Final Amazon Tool Results

Things To Watch Out For

When running this test, any automated campaigns will have the Targeting show an * instead of a keyword. You can filter these out of the results as this tool does not factor in the search terms coming from automatic campaigns and will not be able to process the decrease in the bulk upload.

Another issue that might occur is that the “saved” budget will completely wipe out the daily budget of a campaign. This isn’t a bad thing as it shows the entire campaign is inefficient. Depending on the product being targeted, it might do better to pause the campaign and put the budget elsewhere.

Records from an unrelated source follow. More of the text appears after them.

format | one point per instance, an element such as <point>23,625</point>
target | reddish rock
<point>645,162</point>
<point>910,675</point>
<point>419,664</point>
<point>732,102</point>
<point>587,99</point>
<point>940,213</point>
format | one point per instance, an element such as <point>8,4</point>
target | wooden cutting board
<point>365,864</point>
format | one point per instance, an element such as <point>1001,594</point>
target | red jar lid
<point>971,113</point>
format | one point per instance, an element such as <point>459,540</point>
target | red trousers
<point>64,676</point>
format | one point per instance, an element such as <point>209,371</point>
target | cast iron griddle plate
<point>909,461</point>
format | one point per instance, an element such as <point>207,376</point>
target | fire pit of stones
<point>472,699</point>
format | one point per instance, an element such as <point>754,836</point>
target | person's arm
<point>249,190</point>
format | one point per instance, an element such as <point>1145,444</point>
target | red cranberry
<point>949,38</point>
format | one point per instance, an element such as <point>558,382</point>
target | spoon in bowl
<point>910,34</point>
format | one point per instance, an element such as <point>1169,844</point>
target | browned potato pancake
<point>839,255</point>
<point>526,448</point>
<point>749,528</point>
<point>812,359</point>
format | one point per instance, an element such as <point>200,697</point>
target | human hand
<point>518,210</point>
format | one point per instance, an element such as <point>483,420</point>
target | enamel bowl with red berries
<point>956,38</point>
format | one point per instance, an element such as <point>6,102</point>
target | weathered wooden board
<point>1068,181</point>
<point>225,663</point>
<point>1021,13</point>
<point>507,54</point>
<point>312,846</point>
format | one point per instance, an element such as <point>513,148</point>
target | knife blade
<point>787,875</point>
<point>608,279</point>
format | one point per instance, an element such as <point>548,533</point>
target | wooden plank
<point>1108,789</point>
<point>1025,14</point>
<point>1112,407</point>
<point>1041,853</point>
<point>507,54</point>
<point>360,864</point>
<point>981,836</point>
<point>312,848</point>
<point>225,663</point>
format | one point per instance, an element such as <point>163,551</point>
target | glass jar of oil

I would also recommend filtering out Branded campaigns from this tool as well, if possible. Brand protection is a key strategy on Amazon where there is an exponential amount of competition. I rarely recommend decreasing aggressive bids on Branded terms as that allows competitors to more easily enter your space and take away your sales.

Conclusion

While a simple tool, this process allows the keywords that are performing below the ACoS goal in the campaigns to continue spending while you can use the “saved” budget on new tests or expansion in the account. We tested this on two accounts and discovered ~$3K/month in previously wasted spend in one and ~$5.5K/month in wasted spend for the other. We put the saved budget toward new product launches and reported a 2-10% decrease in ACoS across the original campaigns. From my experience, it is worth testing in your account and seeing what kind of results you get.